Everyone knows the old joke about getting ten economists in a room and getting ten different views of economics. Although that's somewhat of an exaggeration, you could ask ten different developers which approach is preferable, and you'd likely see some votes for the correlated subquery approach because of readability, some votes for the derived table approach on the basis of better potential performance, and no doubt a few votes for still another alternative.
Developers of similar strength and experience can and will disagree on the emphasis of performance (or the promise of performance) versus maintenance and readability. Sometimes there is no one single correct answer. The key is to apply consistency in approaching these types of situations.
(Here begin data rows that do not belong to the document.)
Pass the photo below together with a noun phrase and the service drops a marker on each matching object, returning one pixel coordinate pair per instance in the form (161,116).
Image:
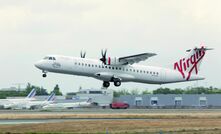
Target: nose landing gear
(44,75)
(106,84)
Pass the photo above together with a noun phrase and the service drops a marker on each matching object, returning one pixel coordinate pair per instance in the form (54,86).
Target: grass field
(178,123)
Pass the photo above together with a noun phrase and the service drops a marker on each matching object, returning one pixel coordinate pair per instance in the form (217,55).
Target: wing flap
(135,58)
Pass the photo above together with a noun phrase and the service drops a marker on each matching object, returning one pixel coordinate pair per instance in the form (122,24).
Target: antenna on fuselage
(83,54)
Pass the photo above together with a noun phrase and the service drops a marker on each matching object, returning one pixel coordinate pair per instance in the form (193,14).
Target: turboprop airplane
(10,103)
(69,105)
(124,69)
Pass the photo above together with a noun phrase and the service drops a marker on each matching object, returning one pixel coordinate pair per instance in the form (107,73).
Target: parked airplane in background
(10,103)
(124,69)
(38,104)
(70,105)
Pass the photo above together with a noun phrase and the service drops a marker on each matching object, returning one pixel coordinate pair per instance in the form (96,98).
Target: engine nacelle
(113,61)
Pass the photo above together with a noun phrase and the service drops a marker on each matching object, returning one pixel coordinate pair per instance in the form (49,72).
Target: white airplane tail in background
(191,64)
(31,94)
(51,97)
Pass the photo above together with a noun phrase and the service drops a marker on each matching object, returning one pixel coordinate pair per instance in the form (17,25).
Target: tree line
(27,90)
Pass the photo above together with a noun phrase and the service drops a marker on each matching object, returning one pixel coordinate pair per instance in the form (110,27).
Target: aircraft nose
(38,64)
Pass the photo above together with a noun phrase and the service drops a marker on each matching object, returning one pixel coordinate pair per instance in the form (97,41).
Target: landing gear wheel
(44,75)
(106,84)
(117,83)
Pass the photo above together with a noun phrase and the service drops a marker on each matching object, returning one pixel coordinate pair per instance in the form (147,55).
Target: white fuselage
(126,73)
(15,103)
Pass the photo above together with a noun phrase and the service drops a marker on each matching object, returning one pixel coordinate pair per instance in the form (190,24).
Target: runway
(99,120)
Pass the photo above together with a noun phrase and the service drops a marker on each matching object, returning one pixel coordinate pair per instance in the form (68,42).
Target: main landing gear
(44,75)
(117,83)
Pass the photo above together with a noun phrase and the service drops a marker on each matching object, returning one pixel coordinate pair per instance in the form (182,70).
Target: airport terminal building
(172,101)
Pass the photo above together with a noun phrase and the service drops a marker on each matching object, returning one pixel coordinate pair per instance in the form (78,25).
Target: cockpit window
(46,58)
(49,58)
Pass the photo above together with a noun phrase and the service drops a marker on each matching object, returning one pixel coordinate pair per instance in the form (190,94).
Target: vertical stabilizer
(191,64)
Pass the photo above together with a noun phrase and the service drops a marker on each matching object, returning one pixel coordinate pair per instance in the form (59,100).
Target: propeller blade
(83,54)
(103,54)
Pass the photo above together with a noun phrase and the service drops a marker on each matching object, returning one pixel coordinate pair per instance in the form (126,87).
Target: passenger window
(45,58)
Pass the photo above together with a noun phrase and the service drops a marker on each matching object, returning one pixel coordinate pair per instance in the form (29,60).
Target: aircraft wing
(135,58)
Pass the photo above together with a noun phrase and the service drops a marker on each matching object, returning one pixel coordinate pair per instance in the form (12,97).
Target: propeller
(83,54)
(104,54)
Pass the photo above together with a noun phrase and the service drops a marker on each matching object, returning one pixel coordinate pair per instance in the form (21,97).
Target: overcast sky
(31,29)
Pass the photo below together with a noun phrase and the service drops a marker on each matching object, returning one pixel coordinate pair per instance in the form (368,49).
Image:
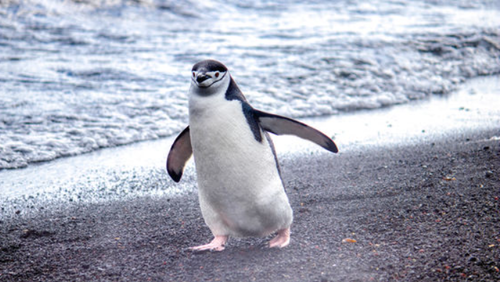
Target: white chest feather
(240,189)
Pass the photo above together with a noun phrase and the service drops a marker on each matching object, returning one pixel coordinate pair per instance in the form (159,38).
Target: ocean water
(77,76)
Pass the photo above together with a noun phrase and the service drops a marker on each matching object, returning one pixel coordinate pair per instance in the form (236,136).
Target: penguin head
(208,77)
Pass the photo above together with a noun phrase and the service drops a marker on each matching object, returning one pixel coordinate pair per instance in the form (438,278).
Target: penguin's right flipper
(180,152)
(280,125)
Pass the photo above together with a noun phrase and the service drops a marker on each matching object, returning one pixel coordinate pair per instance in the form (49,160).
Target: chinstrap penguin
(240,189)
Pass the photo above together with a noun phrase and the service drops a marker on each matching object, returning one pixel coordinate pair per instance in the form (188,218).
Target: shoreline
(420,200)
(425,211)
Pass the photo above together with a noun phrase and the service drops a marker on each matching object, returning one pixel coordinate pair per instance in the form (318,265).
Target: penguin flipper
(180,152)
(280,125)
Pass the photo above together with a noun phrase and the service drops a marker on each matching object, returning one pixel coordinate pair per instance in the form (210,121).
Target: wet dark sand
(427,211)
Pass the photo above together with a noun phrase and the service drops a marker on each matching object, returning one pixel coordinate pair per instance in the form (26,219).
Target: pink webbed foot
(217,244)
(281,240)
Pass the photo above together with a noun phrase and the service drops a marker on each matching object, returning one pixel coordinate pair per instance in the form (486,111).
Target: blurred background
(77,76)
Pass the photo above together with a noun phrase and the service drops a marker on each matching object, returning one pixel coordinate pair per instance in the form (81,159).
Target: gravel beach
(426,211)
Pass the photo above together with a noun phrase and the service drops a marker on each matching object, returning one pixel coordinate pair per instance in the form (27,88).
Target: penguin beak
(202,77)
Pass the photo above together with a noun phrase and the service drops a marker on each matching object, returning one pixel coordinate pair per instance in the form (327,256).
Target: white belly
(240,190)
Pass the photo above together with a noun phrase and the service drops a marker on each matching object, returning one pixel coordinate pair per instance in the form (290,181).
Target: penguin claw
(217,244)
(281,240)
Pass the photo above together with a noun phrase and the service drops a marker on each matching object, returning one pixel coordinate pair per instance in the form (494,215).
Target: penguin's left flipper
(180,152)
(280,125)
Before I move on, let me add a final piece to the requirement. The result set I constructed contained a summary of hours for each job. Instead of a summary of hours, you may want to sum hours multiplied by an hourly employee rate to produce total labor dollars.
As an additional complication, the rates may change throughout a job (an employee may work half a job at one rate, and a second job at a higher rate). Listing 7
expands the query above to demonstrate how to match up hours for a work date against the valid rate for that date. The additional logic finds the employee rate with the highest (MAX) effective date that is less than or equal to the specific date worked. Either query above can use the additional subquery.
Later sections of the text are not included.